Intervista al prof. Andrea Garelli. Liposuzione, cosa si deve sapere?

Professore, siamo di fronte ad un caso di cronaca che ha visto la morte di una paziente di 62 anni, che si era sottoposta a liposuzione. Sa dirci cos’è successo?

I giornali parlano di una sepsi, quindi la morte è sopraggiunta in seguito ad un’infezione probabilmente contratta durante l’intervento.

Si può morire per liposuzione nel 2025?

No, e nemmeno si dovrebbe effettuare un intervento così importante in ambulatorio

Invece un intervento come la mini liposuzione si può eseguire in ambulatorio?

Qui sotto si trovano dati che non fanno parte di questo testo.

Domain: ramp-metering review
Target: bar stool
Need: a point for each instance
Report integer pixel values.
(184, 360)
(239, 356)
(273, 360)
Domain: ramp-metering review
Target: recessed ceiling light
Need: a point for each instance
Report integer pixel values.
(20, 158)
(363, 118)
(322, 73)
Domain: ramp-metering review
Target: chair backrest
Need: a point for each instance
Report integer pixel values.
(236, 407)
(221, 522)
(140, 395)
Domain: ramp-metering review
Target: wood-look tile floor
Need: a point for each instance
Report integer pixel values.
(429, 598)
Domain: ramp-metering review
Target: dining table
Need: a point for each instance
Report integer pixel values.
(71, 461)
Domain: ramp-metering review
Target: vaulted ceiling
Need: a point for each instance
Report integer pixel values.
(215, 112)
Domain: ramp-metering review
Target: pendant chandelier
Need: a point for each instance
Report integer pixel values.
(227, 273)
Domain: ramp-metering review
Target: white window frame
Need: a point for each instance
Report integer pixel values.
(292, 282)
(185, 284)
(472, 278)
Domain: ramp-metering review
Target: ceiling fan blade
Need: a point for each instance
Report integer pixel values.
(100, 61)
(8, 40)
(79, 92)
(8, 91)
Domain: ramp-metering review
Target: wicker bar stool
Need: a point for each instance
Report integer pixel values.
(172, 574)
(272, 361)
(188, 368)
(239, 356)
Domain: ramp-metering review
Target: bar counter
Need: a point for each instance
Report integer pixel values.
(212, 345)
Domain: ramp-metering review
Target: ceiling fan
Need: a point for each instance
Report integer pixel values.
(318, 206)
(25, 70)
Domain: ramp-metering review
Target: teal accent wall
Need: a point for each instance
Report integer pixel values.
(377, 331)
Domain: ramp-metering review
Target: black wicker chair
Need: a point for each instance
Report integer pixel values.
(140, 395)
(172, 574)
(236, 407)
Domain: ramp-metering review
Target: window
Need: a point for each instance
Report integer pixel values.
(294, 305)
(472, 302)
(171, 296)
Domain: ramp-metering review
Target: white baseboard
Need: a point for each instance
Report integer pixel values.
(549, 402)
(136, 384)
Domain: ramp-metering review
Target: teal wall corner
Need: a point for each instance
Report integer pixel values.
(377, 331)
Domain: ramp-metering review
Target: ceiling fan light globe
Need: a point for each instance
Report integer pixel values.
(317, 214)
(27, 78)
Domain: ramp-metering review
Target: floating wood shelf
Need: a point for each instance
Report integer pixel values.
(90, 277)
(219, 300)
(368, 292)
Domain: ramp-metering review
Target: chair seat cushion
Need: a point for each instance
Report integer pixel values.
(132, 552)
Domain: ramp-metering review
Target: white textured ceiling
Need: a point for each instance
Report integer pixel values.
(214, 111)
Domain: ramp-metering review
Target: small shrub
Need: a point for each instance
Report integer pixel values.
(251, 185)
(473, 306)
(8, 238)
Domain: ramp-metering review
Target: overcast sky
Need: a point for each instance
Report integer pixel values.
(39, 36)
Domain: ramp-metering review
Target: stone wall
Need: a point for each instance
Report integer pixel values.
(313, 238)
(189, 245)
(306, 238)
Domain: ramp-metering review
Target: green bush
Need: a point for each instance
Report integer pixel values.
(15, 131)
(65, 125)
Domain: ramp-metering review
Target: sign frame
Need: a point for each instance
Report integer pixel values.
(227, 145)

Sì, si può fare, ma io comunque non lo faccio in ambulatorio, preferisco sempre la sala operatoria. Prima di sottoporsi ad un intervento chirurgico è importante informarsi se si tratta di ambienti idonei e autorizzati. Io scelgo strutture dove sono sicuro ci sia alle spalle un’organizzazione tale da garantire sterilità degli strumenti e personale altamente qualificato.

Nel caso della paziente Simonetta Kalfus, è emerso che il dottore che l’ha operata era già stato denunciato in passato. Com’è possibile che operasse ancora?

Bisogna valutare l’entità della denuncia. Se anche la precedente riguardava complicanze scaturite dalle condizioni igieniche in fase d’intervento, ne consegue che il medico in questione non era una persona sufficientemente preparata. Spesso, non so se proprio lui, ma molti sedicenti colleghi, attraggono i pazienti facendo sconti sul prezzo, a discapito della sicurezza. Il costo dell’intervento è determinato da numerosi fattori, tra cui la sicurezza di un ambiente sterile e attrezzato. In medicina e chirurgia estetica non ci si può orientare sul costo, e nemmeno sulla reputazione social!

Ha un appello per i pazienti in cerca di un chirurgo plastico?

Certo, il mio appello è: non fermatevi ai social e, se vedete sconti, statene alla larga! Se un chirurgo vi piace, assicuratevi della sua specializzazione consultando l’Ordine dei Medici e cercatelo tra gli iscritti alle associazioni di categoria coma AICPE e SICPRE. Queste associazioni vigilano affinché ogni iscritto rispetti determinati requisiti e, soprattutto, ognuno di loro entra solo a seguito di una selezione molto severa basata su titoli e carriera. La medicina è medicina, non si scherza con queste materie, assicuratevi di affidare la vostra salute a mani esperte.